Originally Posted by symmetry
Going into the final exam, which will count as 2/3 of the final grade, Terri has to test scores of 86, 80, 84 and 90.

a) What score does Terri need on the final in order to earn a B, which requires an average score of 80?

b) What does she need to earn an A, which requires an average of 90?

I am going to presume each test is out of 100?
The final counts as 2/3 the grade so the other 4 tests count 1/3. Thus:
$g = \frac{ \frac{1}{3} \cdot (86 + 80 + 84 + 90) + \frac{2}{3} \cdot (f) }{ \frac{1}{3} \cdot (4 \cdot 100) + \frac{2}{3} \cdot (100) } \cdot 100$
where g is the overall grade and f is the score on the final.

Let me explain this beast a little. This is something called a "weighted" average. We are weighting the first 4 scores with a value of 1/3 and the last score with a value of 2/3. The numerator represents the total number of points actually acquired, and the denominator represents the total number of points possible. That last 100 I tacked on at the end merely converts the average to a percentage.

a) We wish to find a value of f for g = 80.
$80 = \frac{ \frac{1}{3} \cdot (86 + 80 + 84 + 90) + \frac{2}{3} \cdot (f) }{ \frac{1}{3} \cdot (4 \cdot 100) + \frac{2}{3} \cdot (100) } \cdot 100$

Let's get the denominator first, since this is just a number:
$80 = \frac{ \frac{1}{3} \cdot (86 + 80 + 84 + 90) + \frac{2}{3} \cdot (f) }{ 200 } \cdot 100$

Multiply both sides by 200/100:

$160 = \frac{1}{3} \cdot (86 + 80 + 84 + 90) + \frac{2}{3} \cdot (f)$

$160 = \frac{1}{3} \cdot (340) + \frac{2}{3} \cdot (f)$

$480 = 340 + 2f$

$140 = 2f$

$f = 70$

So she needs to get a 70 on the final.

b) g = 90. Do the same thing. I get f = 100.

-Dan
• Jan 10th 2007, 12:54 PM
symmetry
ok
Do you we really have to use the fraction 1/3 to solve the question?

In other words, can we do it this way:

80 + 84 + 86 + 90 + x(2/3) = 90?

Can us the above set up to find what grade she needs to earn an A, which requires an average of 90?

Why is 1/3 needed to find the final exam score?
• Jan 10th 2007, 01:52 PM
topsquark
Quote:

Originally Posted by symmetry
Do you we really have to use the fraction 1/3 to solve the question?

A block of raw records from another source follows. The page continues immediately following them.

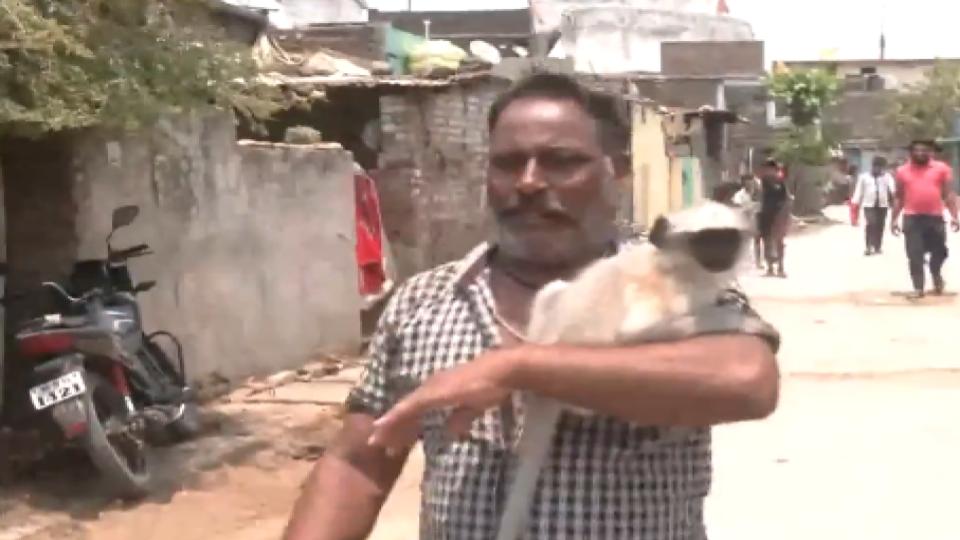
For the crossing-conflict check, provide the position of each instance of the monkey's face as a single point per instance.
(710, 237)
(717, 250)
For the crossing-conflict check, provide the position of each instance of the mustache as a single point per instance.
(546, 207)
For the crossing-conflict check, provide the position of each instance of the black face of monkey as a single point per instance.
(716, 250)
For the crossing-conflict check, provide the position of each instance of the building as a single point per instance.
(874, 74)
(502, 28)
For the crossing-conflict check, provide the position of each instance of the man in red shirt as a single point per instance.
(924, 188)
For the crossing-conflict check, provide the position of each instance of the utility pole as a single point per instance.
(883, 31)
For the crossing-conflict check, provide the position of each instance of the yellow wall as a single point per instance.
(651, 192)
(657, 177)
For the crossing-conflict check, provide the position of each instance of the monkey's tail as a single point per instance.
(533, 451)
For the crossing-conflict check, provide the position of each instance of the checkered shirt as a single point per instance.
(606, 479)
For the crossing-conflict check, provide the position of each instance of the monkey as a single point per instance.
(647, 292)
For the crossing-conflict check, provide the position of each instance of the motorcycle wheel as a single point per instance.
(120, 456)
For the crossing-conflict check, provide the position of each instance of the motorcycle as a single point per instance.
(109, 387)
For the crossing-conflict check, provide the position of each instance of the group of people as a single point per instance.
(920, 189)
(767, 201)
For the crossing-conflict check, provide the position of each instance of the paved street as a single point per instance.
(863, 445)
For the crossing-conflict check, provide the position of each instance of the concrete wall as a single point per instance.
(254, 246)
(897, 74)
(432, 168)
(614, 39)
(712, 58)
(548, 13)
(306, 12)
(682, 92)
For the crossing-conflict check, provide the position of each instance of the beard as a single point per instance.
(547, 234)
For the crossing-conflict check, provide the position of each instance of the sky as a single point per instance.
(811, 29)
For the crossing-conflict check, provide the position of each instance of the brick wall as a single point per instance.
(432, 170)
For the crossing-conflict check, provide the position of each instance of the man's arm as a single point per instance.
(699, 381)
(857, 190)
(949, 197)
(898, 198)
(347, 488)
(696, 382)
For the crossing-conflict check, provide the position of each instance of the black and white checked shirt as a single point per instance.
(607, 479)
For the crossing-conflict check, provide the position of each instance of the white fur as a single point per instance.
(611, 302)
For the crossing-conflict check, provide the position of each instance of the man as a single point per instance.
(748, 198)
(923, 188)
(773, 217)
(449, 354)
(873, 193)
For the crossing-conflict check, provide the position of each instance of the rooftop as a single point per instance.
(873, 61)
(459, 24)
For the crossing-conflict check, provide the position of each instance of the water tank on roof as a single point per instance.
(621, 39)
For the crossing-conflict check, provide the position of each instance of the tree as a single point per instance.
(927, 110)
(806, 94)
(67, 64)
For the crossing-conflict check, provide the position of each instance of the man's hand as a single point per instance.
(469, 390)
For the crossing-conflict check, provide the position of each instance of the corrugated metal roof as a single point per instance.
(327, 81)
(268, 5)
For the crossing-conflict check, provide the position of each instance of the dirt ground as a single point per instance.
(862, 446)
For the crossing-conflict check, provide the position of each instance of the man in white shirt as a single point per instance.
(748, 198)
(874, 194)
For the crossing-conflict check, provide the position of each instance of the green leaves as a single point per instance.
(927, 110)
(68, 64)
(806, 93)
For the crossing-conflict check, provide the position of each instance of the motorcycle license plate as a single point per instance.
(58, 390)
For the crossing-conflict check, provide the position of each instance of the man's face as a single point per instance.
(768, 172)
(921, 153)
(549, 183)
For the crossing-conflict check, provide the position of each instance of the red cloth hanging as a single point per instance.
(369, 234)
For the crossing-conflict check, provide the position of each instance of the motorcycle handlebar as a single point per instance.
(140, 249)
(56, 286)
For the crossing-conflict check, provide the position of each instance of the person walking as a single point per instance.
(447, 358)
(748, 198)
(924, 186)
(773, 217)
(873, 194)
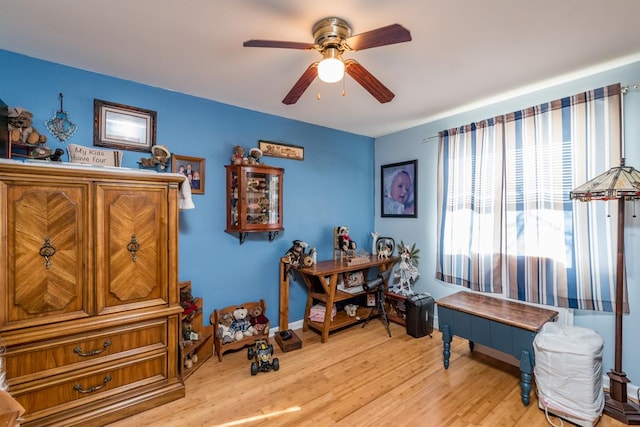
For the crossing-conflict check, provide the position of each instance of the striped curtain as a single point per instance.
(552, 250)
(469, 206)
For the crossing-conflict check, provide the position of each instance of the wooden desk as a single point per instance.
(504, 325)
(321, 280)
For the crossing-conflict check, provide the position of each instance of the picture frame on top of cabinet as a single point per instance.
(123, 127)
(193, 168)
(285, 151)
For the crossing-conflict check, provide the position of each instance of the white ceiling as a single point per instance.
(462, 51)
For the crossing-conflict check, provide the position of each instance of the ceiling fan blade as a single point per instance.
(301, 85)
(278, 44)
(390, 34)
(368, 81)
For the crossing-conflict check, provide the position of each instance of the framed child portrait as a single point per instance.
(399, 189)
(193, 168)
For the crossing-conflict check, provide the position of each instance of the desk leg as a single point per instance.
(526, 369)
(331, 296)
(446, 343)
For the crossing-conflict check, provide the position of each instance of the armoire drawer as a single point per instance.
(45, 358)
(60, 393)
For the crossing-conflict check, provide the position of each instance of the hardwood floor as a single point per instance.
(360, 377)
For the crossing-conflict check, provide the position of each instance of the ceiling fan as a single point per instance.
(332, 38)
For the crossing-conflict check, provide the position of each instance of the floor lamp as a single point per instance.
(619, 183)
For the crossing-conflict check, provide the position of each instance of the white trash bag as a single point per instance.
(568, 373)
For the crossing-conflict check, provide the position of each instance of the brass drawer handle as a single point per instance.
(78, 350)
(47, 251)
(105, 381)
(133, 247)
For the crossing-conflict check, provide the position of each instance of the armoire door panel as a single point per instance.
(133, 229)
(47, 257)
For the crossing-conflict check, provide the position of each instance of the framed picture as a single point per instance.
(124, 127)
(193, 168)
(399, 189)
(276, 149)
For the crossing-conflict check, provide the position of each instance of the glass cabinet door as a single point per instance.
(254, 199)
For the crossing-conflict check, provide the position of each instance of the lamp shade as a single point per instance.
(618, 182)
(331, 68)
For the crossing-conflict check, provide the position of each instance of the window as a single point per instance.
(506, 223)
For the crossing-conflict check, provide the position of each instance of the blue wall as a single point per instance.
(332, 186)
(418, 143)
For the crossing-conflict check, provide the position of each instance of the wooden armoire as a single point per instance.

In other words, can we do it this way:

80 + 84 + 86 + 90 + x(2/3) = 90?

Can us the above set up to find what grade she needs to earn an A, which requires an average of 90?

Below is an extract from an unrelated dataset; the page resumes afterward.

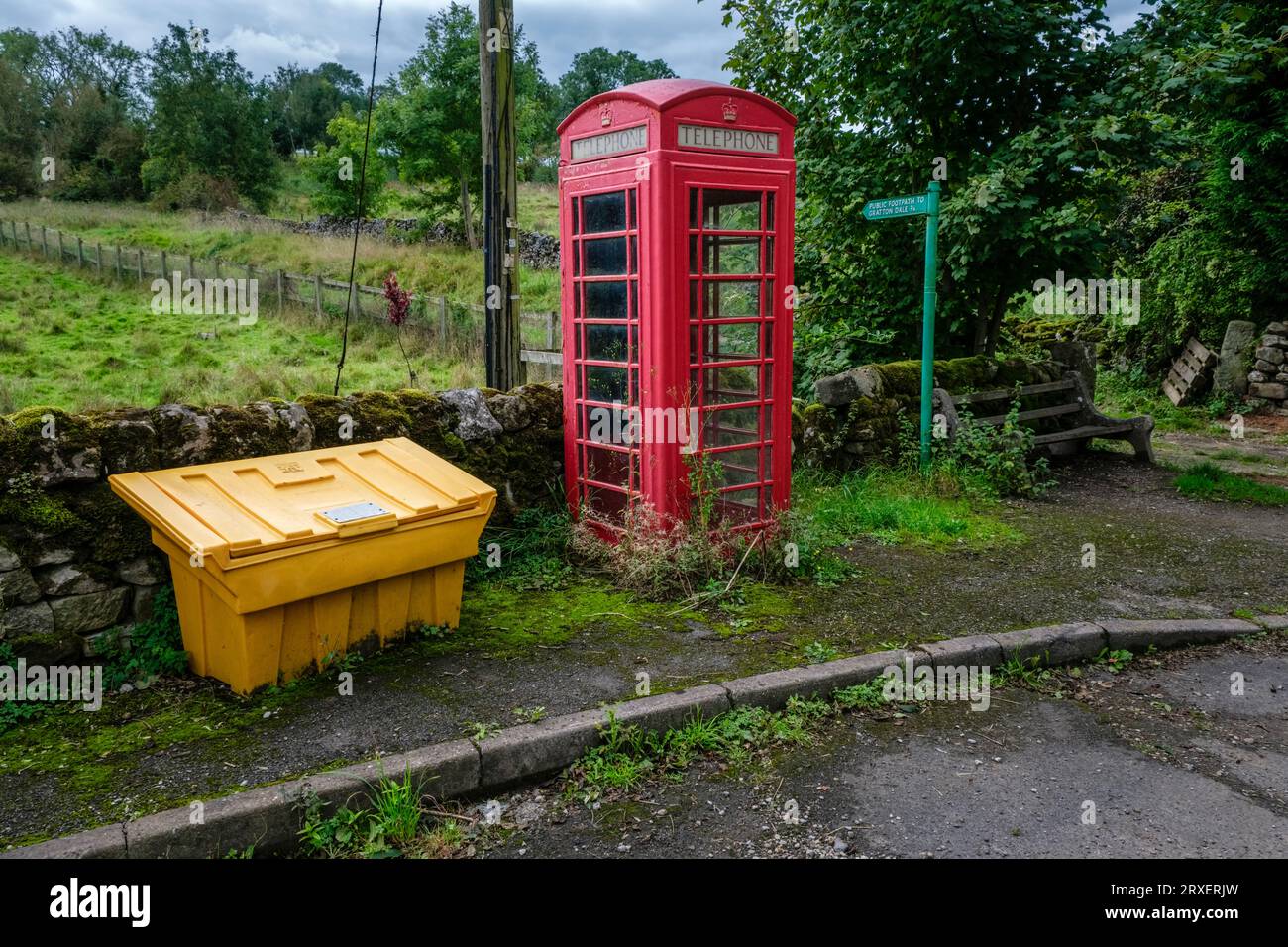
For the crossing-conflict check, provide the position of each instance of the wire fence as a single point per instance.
(445, 328)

Why is 1/3 needed to find the final exam score?

Well technically we can set it up any way we want, as long as the final counts for twice what the sum of the other exams count. For example we can also write the grade formula as:
$g = \frac{1 \cdot (80 + 84 + 86 + 90) + 2 \cdot (f)}{1 \cdot (4 \cdot 100) + 2 \cdot (100)} \cdot 100$
where I have inserted the factors of 1 for clarity.

But generally the sum of the numerical factors (here 1 and 2, previously 1/3 and 2/3) are set such that they add to 1 as I had it in the original equation. I don't suppose there is a specific reason for this, just a habit to make sure the weighting factors are correctly calculated.

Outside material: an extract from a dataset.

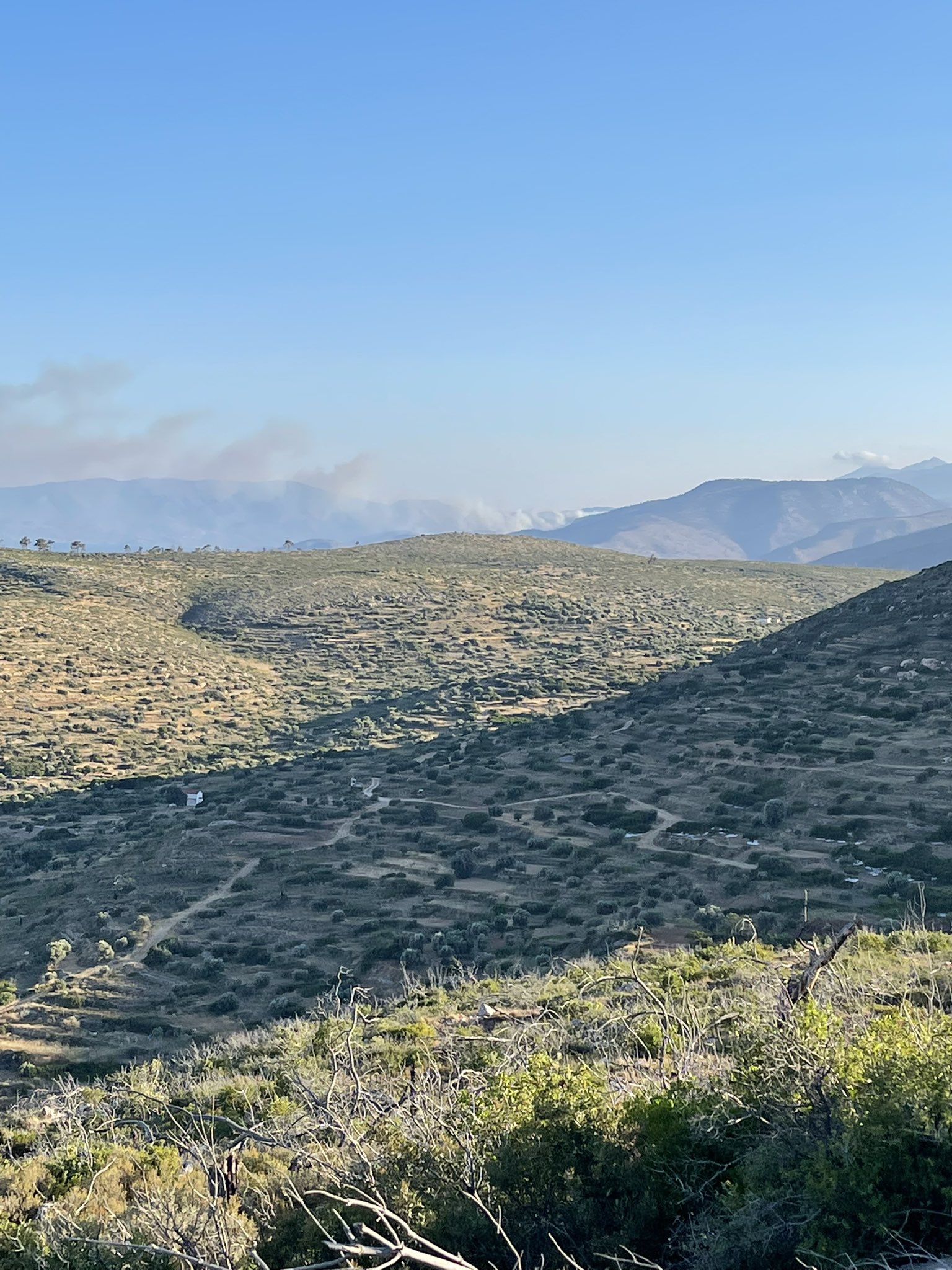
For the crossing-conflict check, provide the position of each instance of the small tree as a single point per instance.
(58, 950)
(775, 812)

In case I didn't answer your question directly enough, the 1/3 is needed to "balance" the weight of 2/3 of the class that the final represents. If the final counts as 2/3, then the rest of the class only counts for 1/3 of the grade.

-Dan
• Jan 10th 2007, 03:42 PM
symmetry
ok
Dan,

I absolutely understand why you included 1/3 and 2/3.

Thanks.